Oliver Hugh Perry is best known by the moniker D.D Dumbo. The Australian songwriter is signed to 4AD and in 2016 released his debut album Utopia Defeated.
It’s a warped, guitar-driven, collection that deftly showcased Olly’s eclectic loop-driven amalgamation of Captain Beefheart, Malian blues and a cross-section of just about every other interesting sound to vibrate the planet in the last 30 years, all through a pop prism.
While Olly’s clever multi-instrumental compositions were initially based around a trusty Akai HeadRush looper pedal, his sound and band has expanded since the release of Utopia Defeated.
What has stayed consistent is the expansive, lush and innovative approach to guitar music that first got us frothy-mouthed and has kept his record on rotation throughout 2017. We spoke to Olly and producer/drummer Fabian Prynn to talk about the importance of creating new sounds, the issues of collaborating and the tonal tricks behind Utopia Defeated.
Everyone calls your style ‘unique’ in your write-ups. What do you attribute that to?

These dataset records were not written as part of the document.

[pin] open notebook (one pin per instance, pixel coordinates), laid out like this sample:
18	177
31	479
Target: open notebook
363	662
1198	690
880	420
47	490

Olly: “Well, I guess it depends on what their standard of listening is like. Maybe it’s because my music is in a pop world and some of the voicings or the sounds are influenced by some other world music, so they’re not as familiar. I guess I’m conscious of trying not to be influenced by things that are around now. I haven’t listened to that much music for a few years now and I think when you do that, you’re less likely to subconsciously do what other people are doing. Not that I’m saying I’m totally unique, but I think that helps.”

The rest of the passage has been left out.